Después, cuando bajaron el ataúd y empezaron a cubrirlo de tierra, me acordé de él, de Dalmau. Le vi de nuevo, en la semioscuridad de su despacho, extendiendo ante mí con tesón, casi con una especie de furia, el mapa quebrado de su conciencia. Le vi cuando miraba venir o irse a Charlotte, cuando hablaba de sus minuciosos recuerdos de España, o cuando confesaba con impudicia sus culpas. Le vi, en fin, cuando me enfrentaba los ojos, tratando de vadear con los suyos la niebla que los anegaba, y cuando había llorado, por única vez, al relatarme el final de su hijo. Todas estas escenas sombrías que desfilaban por mi mente contrastaban intensamente con la luz poderosa de aquella mañana, el azul hiriente del cielo sin una sola nube y el soplo tenue y vivificante del viento que se arrastraba sobre la colina en que estaba el cementerio. Me percaté de que Sybil, tras las gafas oscuras, que sólo parcialmente podían atenuar su color, estaba absorta en la nitidez de aquel cielo al que el libro de su abuelo había conferido carácter casi legendario. Entre tanto, la tierra iba cubriéndole. Había vivido lejos, había rehusado volver, pero antes de morir se había asegurado, por mi mediación, de que se le restituiría a aquella tierra; al principio, donde sólo podía terminar su viaje. Pensé, aunque esto no tuviera que ver con Dalmau y puede que él nunca lo pensara, que lo que hace sublime a una patria (si es que ha de existir tal cosa como una patria, más allá de los trompetazos huecos de los que la palabra suele acompañarse) no es la forma en que recompensa el arrojo o la inmolación de sus paladines y sus mártires. Lo que hace sublime a una patria, al contrario, es la dulzura con que acoge a sus desertores, como la tierra acogía a Dalmau, que había hecho el único camino posible, el más largo y ominoso, para aprender a quererla sin reservas. Los hijos necesitan un sacrificio ingente, para acertar a corresponder a la madre.

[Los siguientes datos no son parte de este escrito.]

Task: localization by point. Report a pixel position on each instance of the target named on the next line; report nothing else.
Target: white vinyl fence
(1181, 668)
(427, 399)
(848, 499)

Después fui con Sybil al Retiro, aunque no era mayo y los árboles estaban pelados y las flores ausentes. Era una hermosa mañana y los dos aspiramos fuerte el aire del parque, sin avergonzarnos, porque el que ella y yo sobreviviéramos a Dalmau, contra lo que habría podido suceder con otro, no era su derrota, sino su triunfo.